Fine agosto/inizio settembre. Se ne dicevano di tutti i colori sulla Dea. ‘’Farà la stessa fine del Sassuolo’’, ‘’non ha speranze in questo girone’’ e robe varie. I non atalantini non avevano dubbi: l’Atalanta non ce l’avrebbe mai fatta. Anche in ambiente atalantino (specie per alcuni) c’era molto rammarico per il sorteggio. L’Everton, dopo anni, aveva fatto in estate un mercato dispendioso e comprato giocatori del calibro di Rooney che avevano dato (almeno inizialmente) molto entusiasmo alla squadra di Liverpool. E poi il Lione, squadra che da anni è nel giro delle competizioni europee e lo scorso anno eliminò la Roma.

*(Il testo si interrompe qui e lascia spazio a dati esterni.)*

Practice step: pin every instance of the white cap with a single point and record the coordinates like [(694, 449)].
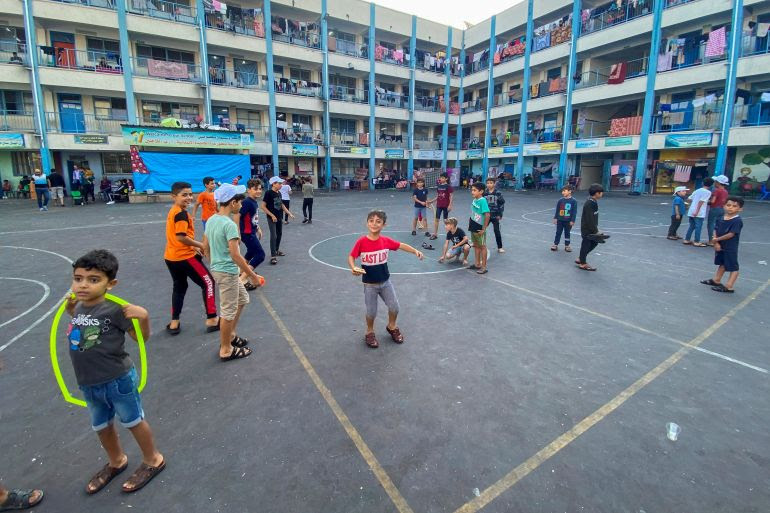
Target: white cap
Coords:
[(227, 191)]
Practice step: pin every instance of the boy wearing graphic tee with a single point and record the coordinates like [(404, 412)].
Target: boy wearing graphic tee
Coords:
[(373, 250)]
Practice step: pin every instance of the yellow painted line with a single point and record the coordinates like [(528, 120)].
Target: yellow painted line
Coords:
[(544, 454), (343, 419)]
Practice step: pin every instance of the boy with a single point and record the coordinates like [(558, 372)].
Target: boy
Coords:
[(248, 221), (206, 201), (589, 226), (420, 197), (183, 259), (478, 227), (564, 218), (104, 371), (373, 249), (444, 199), (459, 242), (677, 212), (697, 213), (275, 208), (221, 244), (725, 241), (496, 203)]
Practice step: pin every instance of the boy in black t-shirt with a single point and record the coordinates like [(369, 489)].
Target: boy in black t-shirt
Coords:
[(456, 242), (104, 372)]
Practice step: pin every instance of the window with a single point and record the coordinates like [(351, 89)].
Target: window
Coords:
[(116, 163)]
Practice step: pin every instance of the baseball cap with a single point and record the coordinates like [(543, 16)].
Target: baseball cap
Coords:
[(227, 191)]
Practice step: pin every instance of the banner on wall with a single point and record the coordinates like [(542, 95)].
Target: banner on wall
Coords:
[(186, 138)]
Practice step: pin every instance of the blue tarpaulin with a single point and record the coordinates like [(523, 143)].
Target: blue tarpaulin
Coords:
[(167, 168)]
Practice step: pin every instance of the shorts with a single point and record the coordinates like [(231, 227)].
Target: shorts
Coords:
[(385, 290), (120, 396), (729, 259), (479, 239), (439, 210), (232, 294)]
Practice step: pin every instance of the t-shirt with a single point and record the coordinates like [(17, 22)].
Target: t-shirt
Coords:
[(725, 226), (374, 257), (96, 335), (479, 207), (249, 216), (455, 237), (696, 197), (208, 203), (422, 195), (443, 193), (178, 222), (273, 202), (219, 230)]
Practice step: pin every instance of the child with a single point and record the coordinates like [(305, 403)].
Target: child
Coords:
[(307, 200), (697, 212), (206, 201), (496, 203), (183, 259), (251, 233), (677, 212), (444, 198), (373, 249), (221, 244), (725, 241), (104, 372), (459, 242), (564, 218), (420, 197), (589, 226), (478, 227)]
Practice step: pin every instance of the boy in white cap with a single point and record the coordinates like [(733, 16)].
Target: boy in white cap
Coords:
[(222, 246), (678, 211)]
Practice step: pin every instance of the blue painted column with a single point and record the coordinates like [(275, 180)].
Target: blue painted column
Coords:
[(490, 96), (524, 99), (205, 82), (649, 97), (460, 100), (325, 79), (271, 84), (37, 90), (412, 65), (567, 128), (372, 135), (445, 128), (125, 59), (730, 87)]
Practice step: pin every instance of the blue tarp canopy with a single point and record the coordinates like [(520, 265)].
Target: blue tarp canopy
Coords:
[(167, 168)]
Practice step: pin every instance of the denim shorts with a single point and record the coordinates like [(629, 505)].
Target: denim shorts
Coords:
[(120, 396)]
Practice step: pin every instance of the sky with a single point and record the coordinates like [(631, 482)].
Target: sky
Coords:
[(450, 12)]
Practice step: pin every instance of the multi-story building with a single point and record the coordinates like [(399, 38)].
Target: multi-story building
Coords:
[(348, 89)]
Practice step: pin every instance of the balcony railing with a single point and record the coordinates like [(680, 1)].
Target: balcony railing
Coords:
[(166, 70), (164, 10), (80, 60)]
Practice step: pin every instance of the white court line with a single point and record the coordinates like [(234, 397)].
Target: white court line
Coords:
[(46, 293)]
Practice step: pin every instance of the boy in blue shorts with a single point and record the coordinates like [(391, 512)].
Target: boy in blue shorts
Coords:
[(104, 371)]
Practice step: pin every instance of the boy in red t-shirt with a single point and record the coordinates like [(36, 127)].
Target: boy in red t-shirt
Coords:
[(373, 249)]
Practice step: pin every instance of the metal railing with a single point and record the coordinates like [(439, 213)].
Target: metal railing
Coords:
[(88, 60), (164, 10)]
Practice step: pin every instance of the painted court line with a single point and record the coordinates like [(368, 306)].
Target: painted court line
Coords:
[(343, 419), (587, 423)]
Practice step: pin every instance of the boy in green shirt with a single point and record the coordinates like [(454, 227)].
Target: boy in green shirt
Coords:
[(221, 244)]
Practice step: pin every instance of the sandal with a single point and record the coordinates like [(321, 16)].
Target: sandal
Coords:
[(237, 354), (395, 334), (103, 477), (19, 499), (142, 476)]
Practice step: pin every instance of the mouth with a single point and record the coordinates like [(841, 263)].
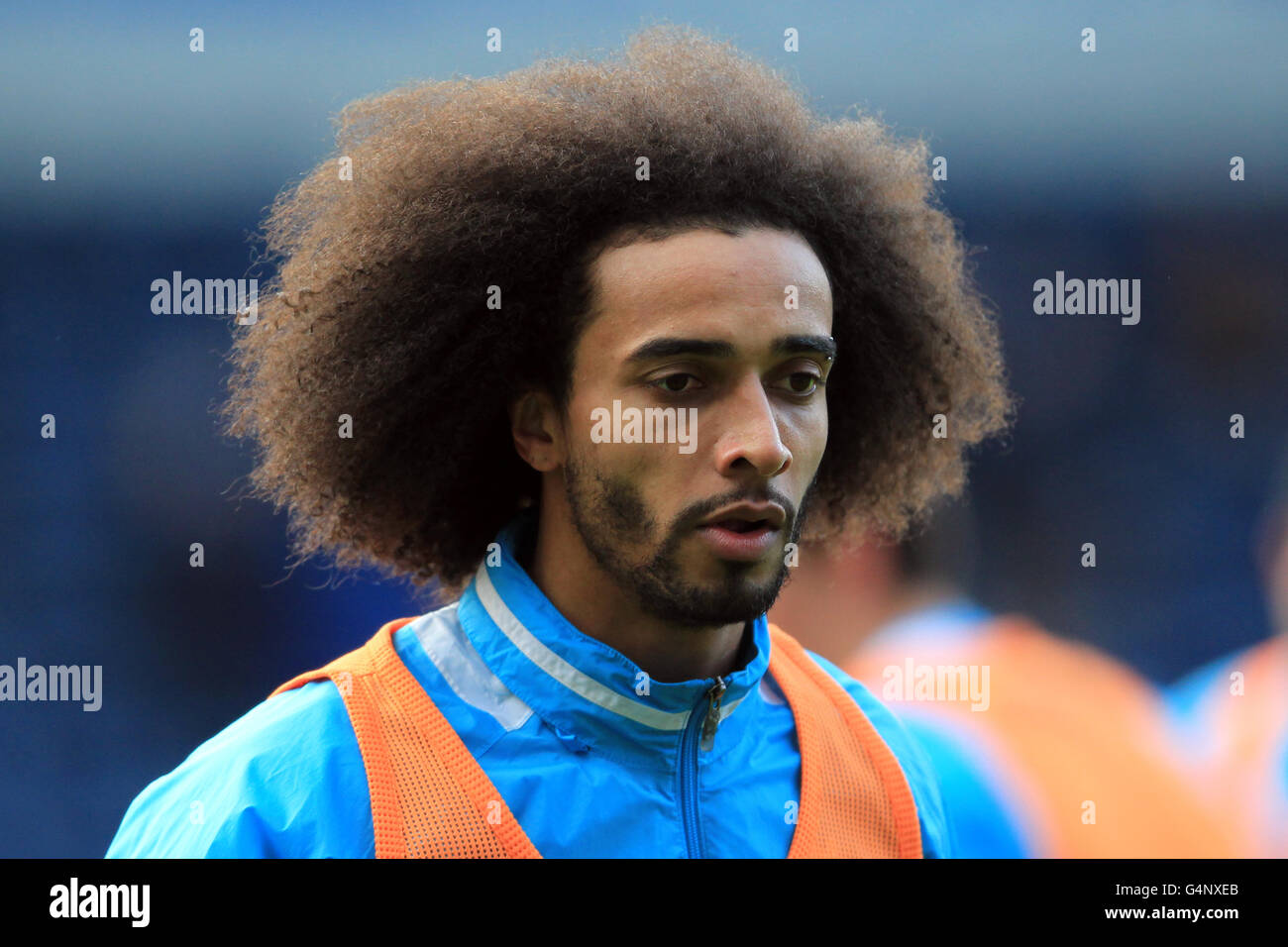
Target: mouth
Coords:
[(745, 532)]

Già arrivare secondi sarebbe stata, se non un’impresa, qualcosa di simile. Perché comunque mettersi alle spalle una delle due squadre sopracitate non sarebbe stato facile per nessuno, a meno di flop di una di esse. Flop che è chiaramente avvenuto in casa Everton, dato che solamente ieri è arrivata la prima vittoria (contro il modesto Apollon), dopo un pareggio e ben 4 sconfitte. Con gli inglesi così a pezzi, era abbastanza difficile non passare. Il discorso è che sarebbe bastato molto ma molto meno per passare, ma questo a noi non interessa, perché puntiamo sempre al massimo. Ed è proprio questa mentalità, questo non essere mai sazi che ci sta conducendo più lontano di quanto potessimo immaginare. Primo posto, 14 punti, 4 vittorie, 2 pareggi e 0 sconfitte. Siamo decisamente andati oltre!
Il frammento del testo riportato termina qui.